Un cambiamento sarà possibile soltanto in seguito a uno spostamento all’interno del più ampio contesto politico, e tale spostamento sta incombendo anche grazie al movimento BDS. Le sistematiche risposte militari, i cui disastrosi effetti sono chiaramente illustrati nel film in questione, sono sempre sembrate relativamente prive di costi. Gli USA si fanno carico di una considerevole porzione delle spese militari d’Israele e, fino a poco tempo fa, non c’era nessun serio rischio di sanzioni politiche o economiche grazie al quietismo di altri governi. Questo scenario sta mutando contemporaneamente alla presa di consapevolezza della situazione da parte di sempre più lettori e spettatori internazionali, alla loro ricerca di una via per cambiare la situazione, e ad averla scoperta nel movimento BDS. Questo si alimenta altresì all’intero del processo politico che vede la Palestina guadagnare sempre più terreno diplomatico all’interno delle Nazioni Unite e altrove. Tale cambiamento può conferire potere a quei sostenitori della pace attraverso la giustizia che risiedono al di là di entrambi i lati del muro.

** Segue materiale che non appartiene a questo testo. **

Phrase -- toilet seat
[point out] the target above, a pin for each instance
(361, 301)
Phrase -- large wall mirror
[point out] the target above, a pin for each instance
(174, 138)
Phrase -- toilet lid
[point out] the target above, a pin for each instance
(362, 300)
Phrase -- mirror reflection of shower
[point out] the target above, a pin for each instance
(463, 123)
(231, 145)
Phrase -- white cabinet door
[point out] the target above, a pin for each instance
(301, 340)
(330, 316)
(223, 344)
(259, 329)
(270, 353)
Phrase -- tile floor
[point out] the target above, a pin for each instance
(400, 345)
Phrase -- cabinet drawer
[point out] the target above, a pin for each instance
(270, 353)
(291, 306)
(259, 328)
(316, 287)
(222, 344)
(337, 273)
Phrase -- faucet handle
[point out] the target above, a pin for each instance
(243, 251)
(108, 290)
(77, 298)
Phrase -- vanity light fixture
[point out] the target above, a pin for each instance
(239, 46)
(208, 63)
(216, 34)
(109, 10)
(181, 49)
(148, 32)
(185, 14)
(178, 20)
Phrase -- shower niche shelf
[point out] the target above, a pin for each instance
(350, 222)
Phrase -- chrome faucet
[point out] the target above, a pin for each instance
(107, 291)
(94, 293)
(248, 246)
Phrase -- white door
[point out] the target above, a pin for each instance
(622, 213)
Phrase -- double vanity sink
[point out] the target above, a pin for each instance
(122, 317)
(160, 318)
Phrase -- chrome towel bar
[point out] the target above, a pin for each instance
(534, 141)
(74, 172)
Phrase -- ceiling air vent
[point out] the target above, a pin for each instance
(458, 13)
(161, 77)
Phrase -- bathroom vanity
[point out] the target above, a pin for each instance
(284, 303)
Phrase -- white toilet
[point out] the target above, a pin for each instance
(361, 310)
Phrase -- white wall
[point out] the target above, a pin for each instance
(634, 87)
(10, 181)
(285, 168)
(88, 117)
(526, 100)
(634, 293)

Unisciti alla campagna “BDS – Boicottagio, Disinvestimento, Sanzioni” per protestare contro il barbaro assedio di Israele su Gaza, l’illegale occupazione dei territori della nazione palestinese, il trattamento inumano e degradante del popolo palestinese, e i più di 7.000 uomini, donne, anziani e bambini palestinesi detenuti nelle prigioni israeliane.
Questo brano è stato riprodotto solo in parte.